Five highlights from President Biden’s State of the Union address

President Biden’s first State of the Union address focused on a wide range of issues ranging from the United States’ response to the war in Ukraine to a host of domestic policy issues. The outlined domestic policy priorities touched on a number of intersectional topics that directly impact people living with HIV. AIDS United’s policy team breaks it down.

Access to care

Biden brought up several ways to improve access to care that could benefit the HIV community, including drug pricing reform and expanding health care coverage. 

Lowering prescription drug costs could be hugely beneficial to people living with HIV. Doing so could expand access to medications and help reduce racial disparities in HIV services. This would allow more people to stay engaged in care and maintain viral suppression. Biden also called for closing the Medicaid coverage gap and making health care savings afforded by the American Rescue Plan Act permanent, which would mean more people living with HIV could obtain health coverage.

Right to vote

Biden also defended the right to vote and acknowledged the ongoing attacks on this fundamental right across the country.

States have continued to impose increasingly strict restrictions on voting through tightened voter ID laws and cuts to both early and mail-in voting. These dangerous provisions have a disproportionate impact on Black, Brown and Indigenous communities as well as those living with disabilities and chronic illness, LGBTQ+ people and older adults —  all of whom are increasingly vulnerable to HIV.

It is critical that both Congress and the Biden administration tackle the problem of voter suppression. The HIV community must be allowed to use our voices to affect policies that impact us. 

Abortion access and transgender rights

Biden brought up the barrage of attacks on abortion care and LGBTQ equality in states across the country. 

We cannot allow state legislatures to pick and choose who is allowed to control their own bodies. We cannot limit access to health care by sex or gender. We need Congress and the president to stand up for transgender youth, under attack in multiple states right now, and to protect reproductive rights. Passing legislation like the Equality Act, which Biden mentioned, ensures that discrimination does not stand in the way of ending the HIV epidemic.

Harm reduction

Biden explicitly brought up harm reduction in the State of the Union, becoming the first president of the United States to do so. His support couldn’t come at a more critical moment.
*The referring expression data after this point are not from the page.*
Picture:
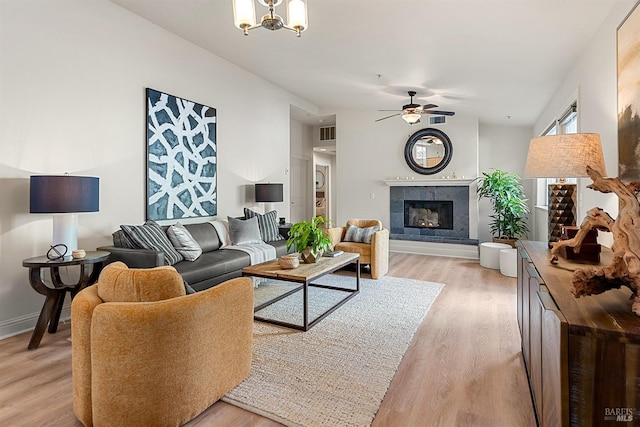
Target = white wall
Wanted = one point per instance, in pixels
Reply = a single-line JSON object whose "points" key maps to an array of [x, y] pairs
{"points": [[73, 75], [369, 152], [506, 148], [594, 77], [320, 159], [301, 139]]}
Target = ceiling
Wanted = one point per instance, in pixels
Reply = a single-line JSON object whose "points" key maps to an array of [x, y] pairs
{"points": [[498, 60]]}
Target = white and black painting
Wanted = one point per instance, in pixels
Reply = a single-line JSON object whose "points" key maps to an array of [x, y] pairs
{"points": [[181, 158]]}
The Centers for Disease Control and Prevention estimates that more than 104,000 people in the U.S. died from drug-related overdoses between Sep. 2020 and Sept. 2021. Additionally,  new HIV diagnoses related to injection drug use have been rising, even as HIV transmission rates have mostly been decreasing across other populations. 

The harm reduction movement has been fighting for decades to ensure that people who use drugs receive compassionate, evidence-based health care that helps to protect them from an overdose, infectious disease transmission and stigmatization. We simply cannot end the HIV epidemic without funding and implementing harm reduction programs.

Unity

Biden ended his first State of the Union address with a call for unity and an affirmation of Americans’ strength in meeting the challenges we face. The HIV community has always fought with love and tenacity, and we are stronger for it. We must embrace this opportunity to work together towards ending the epidemic in the U.S. and ensure that the rights, health and dignity of people living with and impacted by HIV are protected.